Demandez donc conseil à votre avocat à ce sujet.
En comparution
immédiate, l'assistance d'un avocat est obligatoire. C'est lui
qui peut vous conseiller sur les risques encourus et l'attitude qu'il
convient d'adopter. Ses honoraires seront pris en compte au titre de
l'aide juridictionnelle si vos revenus sont globalement
inférieur au SMIC. Questionnez l'avocat à ce sujet.
Vous avez le
droit de faire appel contre la décision du juge qui vous
condamne. Toutefois, si vous avez été placé en
détention, vous resterez détenu jusqu'au jugement en
appel.
LES
AUTRES MODALITES DE POURSUITE :
Le procureur de
la République dispose de nombreuses autres possibilités
de poursuite. Dans la plupart des cas elles donnent lieu à une
convocation différée.
Il est cependant
possible que le procureur ouvre immédiatement une information
judiciaire et qu'un juge d'instruction soit désigné
à cet effet. Vous pourrez dans ce cas être
immédiatement présenté devant le juge ou
convoqué par ce dernier ultérieurement. Le juge
d'instruction peut envisager votre placement sous contrôle
judiciaire ou en détention provisoire.
Depuis la loi
Perben II, le parquet peut aussi envisager une procédure de
"plaider coupable" (comparution sur reconnaissance préalable de
culpabilité). Cette procédure n'est possible que si vous
avez avoué les faits. Une peine est proposée au
prévenu qui peut l'accepter ou la refuser. Il peut s'agir d'une
peine d'emprisonnement ferme. Elle peut être mise à
exécution immédiatement avec l'accord du condamné.

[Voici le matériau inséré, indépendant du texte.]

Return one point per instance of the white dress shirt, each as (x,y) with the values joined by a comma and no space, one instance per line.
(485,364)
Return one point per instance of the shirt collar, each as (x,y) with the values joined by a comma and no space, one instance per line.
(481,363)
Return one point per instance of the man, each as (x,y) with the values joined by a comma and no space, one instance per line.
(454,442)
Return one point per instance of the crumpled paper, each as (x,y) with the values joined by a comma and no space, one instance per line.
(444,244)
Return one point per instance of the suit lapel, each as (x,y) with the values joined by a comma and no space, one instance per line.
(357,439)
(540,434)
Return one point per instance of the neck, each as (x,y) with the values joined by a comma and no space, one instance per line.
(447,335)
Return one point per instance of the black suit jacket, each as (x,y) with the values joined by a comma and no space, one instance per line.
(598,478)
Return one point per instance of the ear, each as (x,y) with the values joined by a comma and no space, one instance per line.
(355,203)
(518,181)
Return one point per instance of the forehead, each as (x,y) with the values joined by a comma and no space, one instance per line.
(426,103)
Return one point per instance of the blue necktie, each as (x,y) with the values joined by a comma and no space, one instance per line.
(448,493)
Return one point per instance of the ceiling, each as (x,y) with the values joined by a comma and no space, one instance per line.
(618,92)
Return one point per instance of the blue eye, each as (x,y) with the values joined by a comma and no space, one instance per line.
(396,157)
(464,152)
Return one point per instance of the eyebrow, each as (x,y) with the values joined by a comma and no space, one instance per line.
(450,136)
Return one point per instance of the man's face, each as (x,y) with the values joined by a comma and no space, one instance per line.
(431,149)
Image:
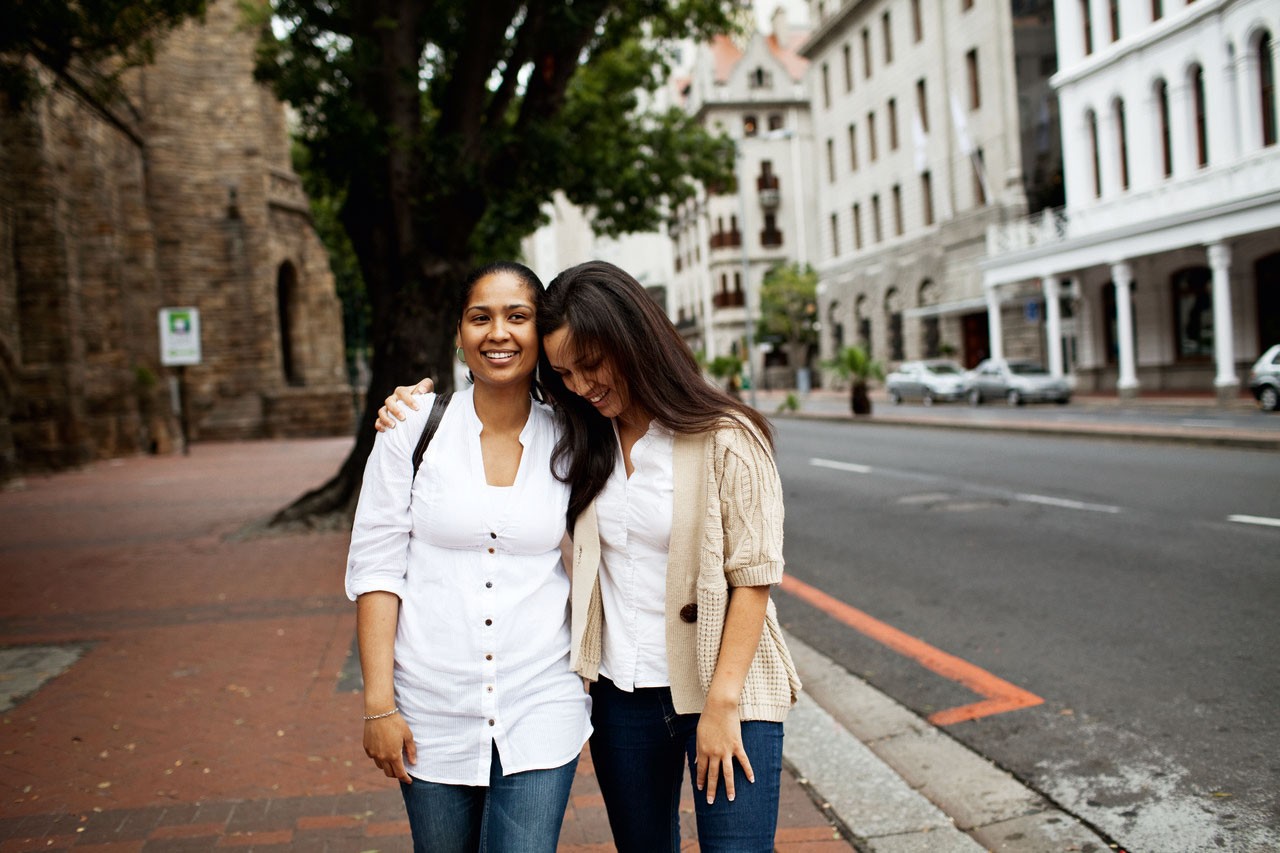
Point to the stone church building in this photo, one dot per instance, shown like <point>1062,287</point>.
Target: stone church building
<point>183,196</point>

Le concours d'un avocat est obligatoire. Il est possible de solliciter
un délai de 10 jours avant d'accepter la peine. Toutefois, vous
pouvez être placé en détention provisoire en
attendant si vous avez été présenté au
parquet au sortir de la garde à vue.
LA
RETENTION ADMINISTRATIVE :
Si vous
êtes étrangers en situation irrégulière, le
préfet peut décider de vous reconduire à la
frontière. Dans ce cas, le préfet peut vous placer en
rétention administrative pendant 48h pour préparer votre
renvoi. Au delà de ces 48h , vous pouvez être maintenu en
rétention pendant encore 15 jours au maximum sur décision
du juge des libertés, puis une nouvelle fois 5 ou 15 jours selon
les cas.
Vos droits :
Vous devez
être informés de vos droits dès le début de
votre rétention dans une langue que vous comprenez.
Vous avez le
droit de faire un recours contre la décision de reconduite
à la frontière mais le recours n’est pas
suspensif (vous restez en rétention).
Vous avez le
droit de demander l’assistance d’un médecin.
Vous avez le
droit de demander l’assistance d’un avocat.
Vous avez le
droit de demander l’assistance d’un interprète.
Vous pouvez
communiquer avec votre consulat et avec une personne de votre choix.
Vous avez le
droit de faire appel contre la décision du juge de prolonger la
durée de votre rétention.
Comme en garde
à vue , vous avez le droit d’être bien traité
en rétention (ne subir aucun violence ni physique, ni morale).
Conseils :
Une association,
la CIMADE se trouve sur le lieu de votre rétention afin de
pouvoir vous aider, notamment à contester la décision de
reconduite à la frontière. Demandez à la
rencontrer au plus vite (Siège : 01 45 55 15 77). Pour une
information sur les droits des étrangers, contacter aussi le
GISTI (01 43 14 84 89) ou l’ANAFE (01 42 08 69 93)
LA
FOUILLE D'UN VEHICULE :
Sauf
lorsqu’il s’agit d’un véhicule
d’habitation (caravanes …), la police peut fouiller un
véhicule y compris le coffre, si elle a des "raisons plausibles"
de soupçonner qu’un crime ou un délit flagrant a
été commis par l’un des occupants. La police
peut aussi immobiliser un véhicule pendant 30mn et le fouiller
avec l’accord du conducteur (ou à défaut le
procureur) "pour prévenir une atteinte grave à la
sécurité des personnes et des biens".